И я взяла кусочек хлеба, который лежал рядом с моей кроватью, и положила его в рот. Но, стоило ему коснуться моего языка, как меня охватила такая тошнота, что хлеб помимо моей воли вылетел изо рта в струе желчи, которая попала на платье priora.
Я провозгласила:
– Теперь вы сами должны признать, что высшая сила не дает мне принимать пищу. Я могу глотать только Тело и Кровь Христову.
– Подлинная добродетель лишена гордыни и амбиций, сестра, – злобно прошипела priora,с отвращением оттирая со своего платья желчь и стряхивая крошки хлеба. – И почему вы всегда говорите о еде? Почему я и все остальные вокруг вас должны только и судачить о том, чего вы не едите?
А потом она заговорила медленно и внятно, как с глухим.
– Сестра София не умерла, слышите? Остальные монахини – и само бедное дитя – напуганы тем, как вы себя ведете. Вы ничего не добьетесь своей глупой истерической выходкой, сестра Лорета. Прекратите свое нарочитое голодание и живите, как подобает смиренной монахине, каковой вы и являетесь, и не более того. Неужели вы этого не понимаете? Господь наш Иисус призывал к смирению сердца и сам показывал его.
А затем она с раздражением добавила:
– Вот уже тридцать лет вы живете в прекрасном Божьем доме и не впитали ни одного из Его откровений. Ваша душа остается неразвитой, даже ваши фанатические поступки повторяются с утомительной регулярностью. Прекратите свои преувеличенные изощрения, эти вымышленные чудеса! Если вы хотите привлечь внимание какой-либо изюминкой в своем поведении, то вам следует распять свой язык, вместо того чтобы заставлять нас выслушивать свои пустые и напыщенные речи!
Произнеся это богохульство, она вдруг оборвала себя на полуслове, и на лице ее отобразилось раскаяние.
– Я приношу свои искренние извинения за последние слова.

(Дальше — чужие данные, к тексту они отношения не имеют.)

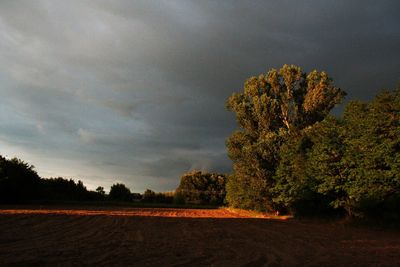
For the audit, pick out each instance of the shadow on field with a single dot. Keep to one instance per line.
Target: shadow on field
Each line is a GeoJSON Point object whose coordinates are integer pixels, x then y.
{"type": "Point", "coordinates": [99, 239]}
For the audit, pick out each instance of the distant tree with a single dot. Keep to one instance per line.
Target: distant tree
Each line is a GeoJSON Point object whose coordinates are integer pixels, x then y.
{"type": "Point", "coordinates": [202, 188]}
{"type": "Point", "coordinates": [372, 158]}
{"type": "Point", "coordinates": [272, 109]}
{"type": "Point", "coordinates": [100, 190]}
{"type": "Point", "coordinates": [119, 192]}
{"type": "Point", "coordinates": [19, 181]}
{"type": "Point", "coordinates": [149, 196]}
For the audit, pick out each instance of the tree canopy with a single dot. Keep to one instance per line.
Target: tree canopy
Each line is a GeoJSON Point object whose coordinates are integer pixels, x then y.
{"type": "Point", "coordinates": [272, 108]}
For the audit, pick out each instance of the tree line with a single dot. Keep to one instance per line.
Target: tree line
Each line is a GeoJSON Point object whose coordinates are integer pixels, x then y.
{"type": "Point", "coordinates": [290, 155]}
{"type": "Point", "coordinates": [20, 183]}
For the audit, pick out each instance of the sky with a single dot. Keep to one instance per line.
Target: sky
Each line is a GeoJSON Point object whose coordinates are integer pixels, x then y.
{"type": "Point", "coordinates": [134, 91]}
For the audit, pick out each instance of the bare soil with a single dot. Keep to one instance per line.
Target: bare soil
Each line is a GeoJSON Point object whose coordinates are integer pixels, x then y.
{"type": "Point", "coordinates": [184, 237]}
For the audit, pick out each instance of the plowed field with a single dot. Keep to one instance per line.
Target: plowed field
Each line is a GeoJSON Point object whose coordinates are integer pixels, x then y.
{"type": "Point", "coordinates": [184, 237]}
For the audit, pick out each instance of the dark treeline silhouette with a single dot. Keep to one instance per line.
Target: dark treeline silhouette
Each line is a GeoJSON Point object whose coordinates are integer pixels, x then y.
{"type": "Point", "coordinates": [20, 183]}
{"type": "Point", "coordinates": [197, 187]}
{"type": "Point", "coordinates": [291, 156]}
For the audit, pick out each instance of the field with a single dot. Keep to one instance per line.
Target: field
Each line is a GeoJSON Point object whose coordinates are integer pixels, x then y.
{"type": "Point", "coordinates": [184, 237]}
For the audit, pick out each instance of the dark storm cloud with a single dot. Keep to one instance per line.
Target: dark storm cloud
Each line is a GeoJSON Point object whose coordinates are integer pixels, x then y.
{"type": "Point", "coordinates": [134, 92]}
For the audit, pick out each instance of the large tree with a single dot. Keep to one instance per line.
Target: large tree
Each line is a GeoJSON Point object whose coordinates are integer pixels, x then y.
{"type": "Point", "coordinates": [272, 108]}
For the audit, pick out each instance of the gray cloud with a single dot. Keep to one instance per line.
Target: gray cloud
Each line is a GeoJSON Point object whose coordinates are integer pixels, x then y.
{"type": "Point", "coordinates": [134, 91]}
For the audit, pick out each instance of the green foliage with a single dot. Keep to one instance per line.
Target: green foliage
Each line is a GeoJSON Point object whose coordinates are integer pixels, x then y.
{"type": "Point", "coordinates": [348, 164]}
{"type": "Point", "coordinates": [271, 109]}
{"type": "Point", "coordinates": [201, 188]}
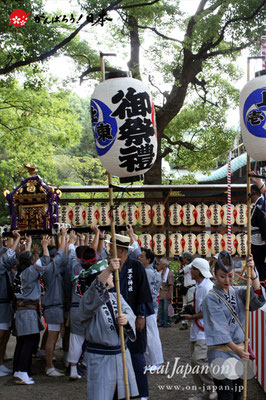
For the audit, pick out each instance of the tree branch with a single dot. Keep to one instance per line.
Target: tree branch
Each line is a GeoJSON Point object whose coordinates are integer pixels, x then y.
{"type": "Point", "coordinates": [136, 5]}
{"type": "Point", "coordinates": [53, 51]}
{"type": "Point", "coordinates": [95, 69]}
{"type": "Point", "coordinates": [210, 45]}
{"type": "Point", "coordinates": [187, 145]}
{"type": "Point", "coordinates": [159, 34]}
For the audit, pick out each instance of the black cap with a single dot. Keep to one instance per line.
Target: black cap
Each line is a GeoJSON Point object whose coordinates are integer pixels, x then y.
{"type": "Point", "coordinates": [223, 267]}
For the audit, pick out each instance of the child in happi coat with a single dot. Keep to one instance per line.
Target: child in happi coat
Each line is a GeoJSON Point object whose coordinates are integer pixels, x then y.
{"type": "Point", "coordinates": [224, 321]}
{"type": "Point", "coordinates": [98, 308]}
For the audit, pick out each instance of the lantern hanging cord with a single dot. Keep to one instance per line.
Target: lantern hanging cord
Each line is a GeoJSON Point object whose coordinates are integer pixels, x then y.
{"type": "Point", "coordinates": [125, 189]}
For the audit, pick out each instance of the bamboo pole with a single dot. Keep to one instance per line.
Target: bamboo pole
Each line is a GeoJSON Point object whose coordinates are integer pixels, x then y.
{"type": "Point", "coordinates": [116, 273]}
{"type": "Point", "coordinates": [247, 268]}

Вы заставили меня выйти из себя, сестра Лорета. Я позволила себе слабость. Я немедленно отправлюсь на исповедь. Тем не менее вы предупреждены. Еще одна оскорбительная выходка в таком же духе, и я обещаю вам, что лишу вас сана vicaria.Мне очень не хочется вмешивать посторонних в дела нашего монастыря, но даже святые отцы, что незаслуженно возвысили вас, согласятся с моими доводами, когда я расскажу им о том, как вы преследуете бедную сестру Софию. А заодно вы можете начать есть. В противном случае вы умрете нелепой и, обещаю вам, никем не замеченнойсмертью.
И тогда я с горечью поняла, что только мое нынешнее положение vicariaпозволит мне спасти душу сестры Софии. Я не смогу сделать этого в качестве всеми презираемой смиренной монахини, не имеющей ни веса, ни влияния. И, хотя сердце мое разрывалось от желания видеть свое тело мертвым, мне пришлось прервать свой пост, проглотить несколько кусочков черствого заплесневелого хлеба и вернуться в мир.